The capitals of the temple show an extremely rare representation of silphium.
The Depletion of Silphium
The Roman author and naturalist Pliny the Elder wrote in his notes that visitors and thieves were over-zealous in their efforts to get their hands on silphium. The people of Cyrene build a wall around the silphium field to keep out everyone but the official silphium harvesters, but sneaky thieves broke in anyway. The town officials in Cyrene had other silphium problems, too. Farmers had discovered that the mutton from the sheep that grazed on silphium was so tender and delicious that people were willing to pay top dollar for it at market. The farmers would tear down a section of the wall and send their sheep herd in to graze on the silphium. All this spelled doom for the delicate herb. Pliny the Elder wrote that the last known silphium plants were harvested in the 1st century BCE and given to the Roman Emperor Nero as a gift. Nero responded by eating the plant.
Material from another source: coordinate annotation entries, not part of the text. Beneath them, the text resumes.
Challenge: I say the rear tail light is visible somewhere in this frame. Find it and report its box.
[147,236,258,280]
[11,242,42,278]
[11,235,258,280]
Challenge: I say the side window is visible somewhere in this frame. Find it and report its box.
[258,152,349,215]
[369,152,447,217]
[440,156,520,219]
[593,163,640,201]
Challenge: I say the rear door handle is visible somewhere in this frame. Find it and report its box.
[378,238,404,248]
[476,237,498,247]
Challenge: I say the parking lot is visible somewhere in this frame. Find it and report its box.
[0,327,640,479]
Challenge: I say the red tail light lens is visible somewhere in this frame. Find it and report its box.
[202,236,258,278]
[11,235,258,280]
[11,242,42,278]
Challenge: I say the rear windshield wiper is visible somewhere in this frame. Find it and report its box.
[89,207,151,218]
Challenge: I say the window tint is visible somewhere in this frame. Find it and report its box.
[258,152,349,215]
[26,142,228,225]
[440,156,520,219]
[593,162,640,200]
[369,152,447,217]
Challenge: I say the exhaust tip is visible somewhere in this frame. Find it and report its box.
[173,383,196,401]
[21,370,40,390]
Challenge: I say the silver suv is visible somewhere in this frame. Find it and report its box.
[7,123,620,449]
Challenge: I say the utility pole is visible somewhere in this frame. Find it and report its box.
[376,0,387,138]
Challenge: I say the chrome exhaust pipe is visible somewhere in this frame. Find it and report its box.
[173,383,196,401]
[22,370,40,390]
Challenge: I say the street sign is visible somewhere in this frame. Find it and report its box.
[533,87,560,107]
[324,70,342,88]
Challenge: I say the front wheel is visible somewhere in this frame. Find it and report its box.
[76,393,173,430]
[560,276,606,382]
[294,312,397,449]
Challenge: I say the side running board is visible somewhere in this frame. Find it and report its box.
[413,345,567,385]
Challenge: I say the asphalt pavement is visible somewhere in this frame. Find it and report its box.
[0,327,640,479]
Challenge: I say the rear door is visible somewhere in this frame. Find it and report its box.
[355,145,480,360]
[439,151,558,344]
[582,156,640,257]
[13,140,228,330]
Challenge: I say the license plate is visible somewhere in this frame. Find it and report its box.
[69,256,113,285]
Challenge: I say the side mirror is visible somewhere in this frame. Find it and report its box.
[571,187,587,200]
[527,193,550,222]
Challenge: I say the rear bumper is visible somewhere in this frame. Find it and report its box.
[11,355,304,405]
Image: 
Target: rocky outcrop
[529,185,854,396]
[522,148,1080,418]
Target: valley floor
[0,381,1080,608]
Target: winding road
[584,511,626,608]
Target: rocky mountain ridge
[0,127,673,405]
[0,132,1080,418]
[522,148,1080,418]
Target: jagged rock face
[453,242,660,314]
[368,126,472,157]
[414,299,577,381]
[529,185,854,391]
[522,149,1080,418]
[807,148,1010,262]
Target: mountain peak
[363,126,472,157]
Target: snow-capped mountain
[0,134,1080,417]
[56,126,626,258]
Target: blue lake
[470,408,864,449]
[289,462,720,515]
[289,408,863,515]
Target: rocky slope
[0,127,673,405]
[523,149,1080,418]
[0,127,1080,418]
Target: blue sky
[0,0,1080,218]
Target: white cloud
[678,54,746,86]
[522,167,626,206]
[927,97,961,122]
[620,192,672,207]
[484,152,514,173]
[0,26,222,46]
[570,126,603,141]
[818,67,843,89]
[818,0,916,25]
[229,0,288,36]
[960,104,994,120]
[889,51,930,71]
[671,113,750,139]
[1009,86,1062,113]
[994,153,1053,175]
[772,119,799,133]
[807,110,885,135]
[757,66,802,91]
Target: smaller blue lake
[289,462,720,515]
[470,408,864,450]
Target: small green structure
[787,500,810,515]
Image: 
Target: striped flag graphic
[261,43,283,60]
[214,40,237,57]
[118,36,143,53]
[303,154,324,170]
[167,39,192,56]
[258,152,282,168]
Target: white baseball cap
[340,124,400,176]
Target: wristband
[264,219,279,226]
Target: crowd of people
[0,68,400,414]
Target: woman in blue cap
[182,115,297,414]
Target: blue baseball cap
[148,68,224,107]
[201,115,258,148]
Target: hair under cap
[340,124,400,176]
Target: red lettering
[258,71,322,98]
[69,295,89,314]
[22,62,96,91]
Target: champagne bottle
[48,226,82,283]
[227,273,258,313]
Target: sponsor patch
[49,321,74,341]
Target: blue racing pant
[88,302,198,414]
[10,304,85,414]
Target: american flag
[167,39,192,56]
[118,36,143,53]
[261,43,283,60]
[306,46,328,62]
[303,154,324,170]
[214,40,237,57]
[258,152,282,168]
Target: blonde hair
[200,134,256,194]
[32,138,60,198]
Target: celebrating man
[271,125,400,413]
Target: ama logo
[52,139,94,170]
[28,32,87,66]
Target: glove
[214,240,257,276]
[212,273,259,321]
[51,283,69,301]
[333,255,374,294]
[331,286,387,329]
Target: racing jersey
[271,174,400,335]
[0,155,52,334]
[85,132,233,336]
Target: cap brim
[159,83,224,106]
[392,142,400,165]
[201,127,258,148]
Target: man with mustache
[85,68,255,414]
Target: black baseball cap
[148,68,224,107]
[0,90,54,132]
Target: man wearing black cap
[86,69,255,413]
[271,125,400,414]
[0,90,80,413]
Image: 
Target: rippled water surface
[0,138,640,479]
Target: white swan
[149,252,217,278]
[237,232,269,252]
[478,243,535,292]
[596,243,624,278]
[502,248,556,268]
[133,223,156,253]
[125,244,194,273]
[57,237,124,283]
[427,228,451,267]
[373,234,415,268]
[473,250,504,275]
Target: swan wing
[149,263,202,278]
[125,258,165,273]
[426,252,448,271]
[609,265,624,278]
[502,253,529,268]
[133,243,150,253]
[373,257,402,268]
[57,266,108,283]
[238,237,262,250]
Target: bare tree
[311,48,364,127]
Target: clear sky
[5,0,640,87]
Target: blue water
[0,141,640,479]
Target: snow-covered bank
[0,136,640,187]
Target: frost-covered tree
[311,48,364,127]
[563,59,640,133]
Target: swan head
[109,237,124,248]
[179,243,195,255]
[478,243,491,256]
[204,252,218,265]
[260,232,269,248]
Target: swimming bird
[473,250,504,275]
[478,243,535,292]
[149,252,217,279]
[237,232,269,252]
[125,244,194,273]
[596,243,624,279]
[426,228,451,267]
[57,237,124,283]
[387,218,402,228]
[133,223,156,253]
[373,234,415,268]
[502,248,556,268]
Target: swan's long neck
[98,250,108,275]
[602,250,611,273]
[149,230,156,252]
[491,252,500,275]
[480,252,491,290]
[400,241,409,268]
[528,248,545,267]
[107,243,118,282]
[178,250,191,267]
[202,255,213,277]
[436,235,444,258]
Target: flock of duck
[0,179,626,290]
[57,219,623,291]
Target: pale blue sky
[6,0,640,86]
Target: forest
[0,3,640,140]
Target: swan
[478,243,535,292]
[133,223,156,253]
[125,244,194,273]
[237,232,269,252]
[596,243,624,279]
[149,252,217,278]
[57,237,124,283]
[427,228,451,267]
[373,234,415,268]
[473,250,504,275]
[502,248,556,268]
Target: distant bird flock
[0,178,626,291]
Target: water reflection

The ancient herb may be hiding in plain sight as a giant Tangier fennel (Wikimedia Commons/Yan Wong)

Silphium Defied Cultivation

For centuries, people tried to grow silphium in their own home gardens, but the plant defied cultivation. The seeds harvested from the silphium plants failed to grown, no matter where and how they were tended. Silphium seemed firmly rooted in Cyrene. Theophrastus, the ancient Greek who many consider to be the father of botany, wrote extensively about his failed attempts to grow silphium from seeds. Modern botanists now theorize that silphium was actually a hybridization of two other plants. In plant husbandry, the plant that is produced by hybridization may be favorable, but the hybrid plants cannot reproduce by seeds. This is similar to how the offspring of hybrid animals are sterile. In plants, hybrids spread by root stock. When a new plant grows from the root stock, it is essentially a clone of the parent plant, duplicating that plant's genetic makeup. Since it cannot reproduce on its own, the genetic stock is preserved. Had the ancients known this, they may have been able to successfully propagate silphium from root stock, but the roots of the plant were as valuable as the leaves and flowers. When the entire plant was harvested, the spread of the herb ceased.
The loss of silphium struck a hard economic blow to the region and to its faithful users. It was a valuable lesson for the ancients to learn about the depletion of a natural resource.